De nombreux cas signalés aux centres antipoison à partir de 2017 impliquent des dommages divers au système nerveux (neurotoxicité) dus à l'inactivation irréversible de la vitamine B12 dans l'organisme (une vitamine essentielle au bon fonctionnement nerveux). D'autres préoccupations incluent de graves engelures (brûlures causées par l'exposition au gaz de congélation libéré par le conteneur) et des lésions pulmonaires, généralement causées par des bouteilles plus grosses en raison de la haute pression. En outre, les accidents de voiture impliquant le gaz ont également augmenté de manière significative dans au moins un pays (les Pays-Bas).

Néanmoins, le rapport souligne : « Il est important de reconnaître que la grande majorité des gens n'utilisent pas de protoxyde d'azote.

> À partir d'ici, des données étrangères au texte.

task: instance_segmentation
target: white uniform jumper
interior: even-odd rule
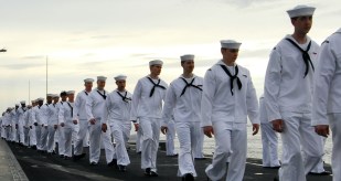
[[[65,148],[64,156],[66,157],[72,157],[73,107],[74,103],[64,102],[58,110],[60,124],[64,124],[64,142],[60,142],[60,145],[63,143]]]
[[[279,167],[278,136],[268,120],[264,104],[264,96],[259,98],[259,119],[263,145],[263,167]]]
[[[86,100],[85,110],[87,120],[95,118],[95,125],[89,126],[89,161],[98,163],[100,156],[100,142],[103,141],[106,161],[107,163],[111,162],[116,157],[114,146],[110,138],[110,129],[106,132],[102,131],[102,119],[105,117],[105,100],[107,94],[106,91],[99,91],[97,88],[93,89],[88,95]],[[115,158],[116,159],[116,158]]]
[[[55,126],[58,125],[58,107],[57,104],[49,105],[49,121],[47,121],[47,152],[54,152],[54,135],[56,131]]]
[[[230,71],[230,75],[224,68]],[[247,149],[247,116],[259,124],[258,99],[248,70],[234,65],[227,67],[219,61],[205,74],[202,98],[202,127],[213,126],[215,150],[205,172],[211,180],[242,181]]]
[[[41,150],[43,151],[47,151],[47,120],[50,118],[50,114],[49,114],[49,104],[44,104],[42,105],[42,107],[40,108],[41,111],[41,120],[42,120],[42,128],[41,128]]]
[[[35,129],[35,140],[36,140],[36,149],[42,150],[42,143],[41,143],[41,132],[42,132],[42,118],[41,118],[41,106],[36,105],[32,108],[32,119],[33,124],[36,124],[34,126]]]
[[[11,111],[11,121],[12,121],[12,135],[11,135],[11,141],[19,142],[19,129],[17,128],[18,126],[18,109],[13,109]]]
[[[83,153],[83,146],[87,143],[86,134],[88,132],[89,123],[86,118],[85,104],[89,93],[83,91],[77,94],[75,106],[74,106],[74,120],[78,121],[79,131],[77,134],[77,139],[75,142],[75,156],[81,156]]]
[[[58,113],[58,127],[57,127],[57,139],[58,139],[58,155],[61,157],[64,157],[65,153],[65,135],[64,135],[64,127],[61,126],[62,120],[60,119],[60,109],[63,107],[63,105],[66,104],[66,102],[58,102],[56,103],[57,113]]]
[[[268,120],[283,119],[285,123],[285,131],[280,134],[284,146],[279,169],[281,181],[306,180],[306,174],[321,162],[323,155],[322,139],[315,134],[310,123],[318,51],[318,44],[310,38],[307,36],[307,43],[299,44],[287,35],[273,50],[268,62],[264,88]],[[308,55],[310,61],[305,61]]]
[[[193,157],[202,134],[200,126],[202,85],[202,77],[193,75],[192,78],[184,78],[180,76],[170,84],[167,91],[162,126],[167,126],[174,116],[180,142],[178,177],[183,177],[187,173],[196,177]]]
[[[341,29],[321,46],[316,72],[312,126],[330,125],[332,131],[333,181],[341,180]]]
[[[129,92],[113,91],[106,99],[106,115],[104,124],[110,127],[116,142],[117,164],[128,166],[130,163],[126,143],[130,137],[131,121],[131,94]]]
[[[162,100],[168,85],[162,79],[150,76],[140,78],[132,94],[130,120],[139,119],[142,129],[141,169],[157,171]]]
[[[23,128],[23,124],[24,124],[24,113],[28,110],[26,107],[19,107],[18,108],[18,132],[19,132],[19,137],[17,138],[19,140],[19,142],[23,143],[24,142],[24,128]]]

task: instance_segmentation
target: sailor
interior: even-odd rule
[[[47,153],[55,155],[55,141],[54,135],[58,127],[58,107],[56,104],[60,102],[60,96],[57,94],[53,94],[52,104],[49,105],[49,120],[47,120]]]
[[[72,132],[74,130],[73,123],[73,109],[74,109],[74,95],[75,91],[66,92],[67,102],[60,107],[58,110],[58,121],[61,127],[64,128],[64,159],[67,160],[72,157]]]
[[[221,41],[223,58],[206,71],[202,98],[202,127],[211,138],[214,132],[215,150],[212,164],[205,172],[211,180],[226,173],[228,181],[242,181],[247,148],[247,116],[253,135],[259,129],[258,99],[249,71],[235,63],[242,43]]]
[[[158,177],[157,153],[159,148],[162,100],[168,85],[159,78],[163,62],[149,62],[150,74],[140,78],[132,94],[130,120],[142,129],[141,169],[146,175]],[[139,119],[139,120],[138,120]]]
[[[25,100],[20,102],[20,107],[18,108],[18,132],[19,132],[19,142],[20,145],[24,145],[24,113],[28,110]]]
[[[88,121],[86,119],[85,104],[88,95],[93,88],[93,78],[84,79],[85,89],[79,92],[76,96],[75,106],[74,106],[74,117],[73,121],[79,125],[79,131],[77,134],[77,139],[75,142],[74,157],[73,159],[79,160],[85,157],[85,152],[83,151],[84,142],[87,142],[86,134],[88,132]]]
[[[40,111],[41,111],[41,121],[42,121],[42,128],[41,128],[41,151],[42,152],[47,152],[47,135],[49,135],[49,129],[47,129],[47,123],[50,119],[50,108],[49,106],[52,104],[53,99],[53,94],[47,94],[46,95],[46,103],[41,106]]]
[[[267,119],[266,108],[264,104],[264,96],[259,98],[259,119],[263,145],[263,167],[264,168],[279,168],[278,160],[278,136],[273,129],[271,123]]]
[[[119,171],[125,172],[126,167],[130,163],[126,143],[130,137],[131,129],[131,94],[126,91],[126,75],[117,75],[114,78],[117,88],[107,96],[102,130],[107,131],[107,127],[110,127],[110,135],[114,136],[116,142],[117,167]]]
[[[280,132],[283,159],[279,180],[306,180],[322,163],[322,138],[311,126],[313,72],[319,45],[307,33],[313,7],[297,6],[287,11],[294,33],[286,35],[270,53],[264,102],[274,130]],[[302,157],[302,152],[305,157]]]
[[[315,76],[312,121],[315,130],[322,137],[332,131],[331,167],[333,181],[341,180],[341,29],[331,34],[321,45]]]
[[[166,134],[168,123],[174,116],[175,130],[180,142],[178,177],[194,180],[194,149],[202,134],[201,99],[203,78],[193,74],[194,55],[180,56],[182,75],[171,82],[164,100],[161,131]]]
[[[30,117],[32,106],[28,105],[26,111],[23,114],[23,145],[30,147]]]
[[[57,107],[57,113],[58,113],[58,126],[57,126],[57,130],[56,130],[56,136],[57,136],[57,140],[58,140],[58,155],[61,158],[64,158],[65,155],[65,136],[64,136],[64,127],[62,127],[62,121],[60,119],[60,109],[63,107],[64,104],[66,104],[67,102],[67,94],[65,91],[62,91],[60,94],[61,97],[61,102],[58,102],[56,104]]]
[[[31,100],[32,103],[32,108],[29,109],[29,127],[30,127],[30,131],[29,131],[29,137],[30,137],[30,147],[32,149],[36,149],[36,131],[35,131],[35,126],[34,126],[34,121],[35,121],[35,107],[38,105],[38,100],[33,99]]]
[[[32,113],[32,118],[33,118],[33,125],[35,127],[35,139],[36,139],[36,149],[38,151],[42,150],[42,139],[41,139],[41,135],[42,135],[42,111],[41,111],[41,107],[44,104],[44,98],[40,97],[36,99],[38,104],[35,107],[33,107],[33,113]]]
[[[11,121],[12,121],[12,135],[11,141],[19,142],[19,125],[18,125],[18,109],[19,104],[15,104],[15,107],[11,110]]]
[[[106,109],[105,103],[108,93],[104,89],[107,77],[97,76],[97,87],[94,88],[85,104],[86,119],[89,123],[89,162],[90,166],[98,164],[100,156],[100,143],[103,141],[108,166],[116,164],[114,145],[110,139],[110,130],[102,134],[102,119]],[[108,128],[109,129],[109,128]]]

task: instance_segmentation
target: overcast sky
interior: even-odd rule
[[[237,63],[247,67],[258,96],[268,55],[292,33],[286,10],[317,7],[309,35],[321,43],[341,20],[340,0],[0,0],[0,110],[49,93],[83,89],[83,79],[128,75],[128,91],[164,62],[168,83],[182,70],[179,56],[195,54],[195,74],[221,58],[220,40],[243,44]],[[30,82],[30,94],[29,94]],[[30,97],[29,97],[30,96]]]

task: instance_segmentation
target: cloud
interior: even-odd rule
[[[21,64],[7,64],[7,65],[1,65],[4,68],[8,70],[28,70],[28,68],[33,68],[33,67],[40,67],[43,64],[32,64],[32,63],[21,63]]]

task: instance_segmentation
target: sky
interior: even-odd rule
[[[156,58],[168,83],[182,73],[183,54],[195,55],[194,74],[204,76],[226,39],[242,42],[237,63],[259,96],[271,49],[294,31],[286,10],[297,4],[317,8],[316,42],[340,28],[340,0],[0,0],[0,49],[8,50],[0,52],[0,110],[46,92],[79,92],[98,75],[111,92],[114,76],[126,74],[134,92]]]

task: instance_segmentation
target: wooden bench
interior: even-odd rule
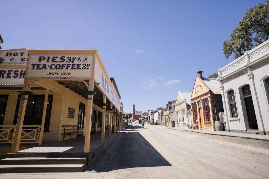
[[[198,129],[198,125],[193,125],[191,126],[190,127],[190,129],[194,129],[193,127],[195,127],[196,129]]]
[[[83,127],[79,128],[79,125],[63,125],[63,141],[65,140],[65,134],[70,136],[69,141],[71,139],[71,135],[72,134],[82,134],[83,137]],[[82,130],[81,131],[81,130]]]

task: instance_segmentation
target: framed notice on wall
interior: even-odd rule
[[[68,118],[74,118],[75,115],[75,109],[69,107],[68,108]]]

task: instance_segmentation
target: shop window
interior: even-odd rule
[[[229,91],[228,93],[228,94],[229,96],[230,106],[232,113],[232,117],[233,118],[238,117],[238,113],[237,112],[237,108],[236,106],[235,97],[235,93],[233,90],[232,90]]]
[[[8,95],[0,95],[0,125],[2,125],[4,122],[8,98]]]
[[[211,121],[210,108],[209,102],[207,98],[203,99],[203,106],[204,122],[210,122]]]
[[[199,100],[198,101],[198,107],[200,108],[201,107],[201,101]]]
[[[198,123],[198,119],[197,118],[197,107],[196,106],[196,102],[192,103],[192,114],[193,118],[193,123]]]
[[[48,98],[47,109],[46,111],[45,123],[44,131],[48,131],[49,127],[51,114],[52,106],[53,95],[49,95]],[[21,95],[19,95],[17,101],[16,112],[13,121],[13,125],[17,124],[20,108],[20,98]],[[24,125],[40,125],[42,122],[44,102],[45,99],[44,95],[32,95],[28,97],[28,100],[25,109]]]

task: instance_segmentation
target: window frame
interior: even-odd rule
[[[193,119],[193,123],[199,123],[198,120],[198,113],[197,112],[197,107],[196,102],[192,103],[192,118]]]
[[[234,102],[233,102],[231,101],[231,97],[230,95],[231,94],[230,94],[230,93],[233,93],[233,97],[234,98]],[[228,98],[229,100],[229,107],[230,108],[230,111],[231,112],[231,117],[232,118],[236,118],[238,117],[238,110],[237,108],[237,105],[236,104],[236,100],[235,99],[235,93],[234,90],[233,89],[231,89],[229,90],[227,92],[227,95],[228,96]],[[236,112],[235,112],[235,113],[237,113],[236,114],[234,114],[233,110],[233,109],[234,110],[234,108],[233,108],[233,106],[235,106],[236,109]],[[237,115],[236,115],[237,114]]]
[[[20,95],[20,94],[19,94],[19,95],[18,95],[18,98],[17,98],[17,104],[16,105],[16,112],[15,112],[15,115],[14,115],[14,119],[13,119],[13,125],[16,125],[16,124],[17,124],[17,120],[18,120],[18,116],[19,115],[19,109],[20,105],[20,98],[22,97],[21,96],[22,96],[22,95]],[[28,105],[28,103],[29,103],[29,100],[30,100],[30,97],[34,97],[34,101],[36,101],[36,97],[45,97],[45,95],[44,94],[44,95],[43,95],[43,94],[33,94],[33,95],[30,95],[29,96],[28,96],[28,100],[27,100],[27,105],[26,105],[27,106],[27,105]],[[45,123],[45,125],[44,125],[44,132],[49,132],[49,124],[50,124],[50,123],[51,117],[51,110],[52,110],[52,103],[53,103],[53,94],[49,94],[48,95],[48,100],[49,100],[49,98],[50,98],[50,104],[49,104],[49,105],[50,105],[50,106],[49,106],[49,108],[48,109],[49,112],[48,112],[48,113],[47,113],[47,112],[46,112],[46,114],[47,113],[48,113],[48,120],[47,120],[48,122],[47,122],[47,127],[46,128],[45,128],[45,125],[46,125],[46,123]],[[36,104],[35,104],[35,103],[34,103],[34,105],[33,106],[34,107],[34,111],[35,110],[35,109],[36,109]],[[48,108],[47,107],[47,110],[48,109]],[[39,113],[38,113],[38,112],[35,112],[34,111],[32,111],[31,112],[32,112],[32,114],[37,114],[37,113],[40,113],[40,112],[39,112]],[[25,112],[26,113],[26,109]],[[34,118],[34,116],[32,116],[32,117]],[[42,121],[42,119],[41,119],[41,121]],[[25,116],[24,116],[24,120],[23,120],[24,123],[26,121],[25,120]],[[30,124],[30,125],[23,124],[23,125],[34,125],[34,124]],[[41,124],[40,124],[40,125],[41,125]]]
[[[204,120],[205,123],[211,122],[211,115],[210,113],[210,105],[208,98],[202,100],[203,112],[204,113]],[[206,104],[205,102],[206,102]]]
[[[0,97],[6,97],[6,101],[4,104],[4,106],[3,108],[2,108],[3,110],[3,112],[0,113],[0,115],[2,115],[3,116],[2,120],[0,120],[0,125],[2,125],[4,123],[4,120],[5,119],[5,116],[6,113],[6,106],[8,104],[8,94],[0,94]],[[0,117],[1,117],[2,116]],[[1,127],[2,128],[2,127]]]

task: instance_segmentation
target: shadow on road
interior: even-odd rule
[[[134,129],[143,130],[142,128],[139,126],[129,127],[131,130]],[[112,143],[91,165],[91,168],[88,169],[103,172],[137,167],[171,166],[139,132],[121,133],[120,137]]]

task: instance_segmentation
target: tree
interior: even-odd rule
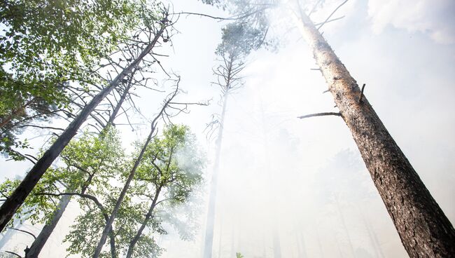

Ceux qui le font utilisent généralement des quantités relativement faibles et rarement.

Le directeur de l'OEDT, Alexis Goosdeel, a déclaré : « L'augmentation de l'utilisation récréative du protoxyde d'azote dans certaines régions d'Europe est une source d'inquiétude. Il existe une perception générale parmi les utilisateurs selon laquelle l’inhalation de protoxyde d’azote est sans danger. Pourtant, nous constatons qu’une utilisation plus fréquente ou plus intensive de ce gaz augmente le risque de dommages graves, tels que des lésions du système nerveux. Il est donc important d’éviter de normaliser et de promouvoir involontairement son usage. Des interventions ciblées et des recherches plus approfondies sont nécessaires pour mieux comprendre les risques et réduire les préjudices.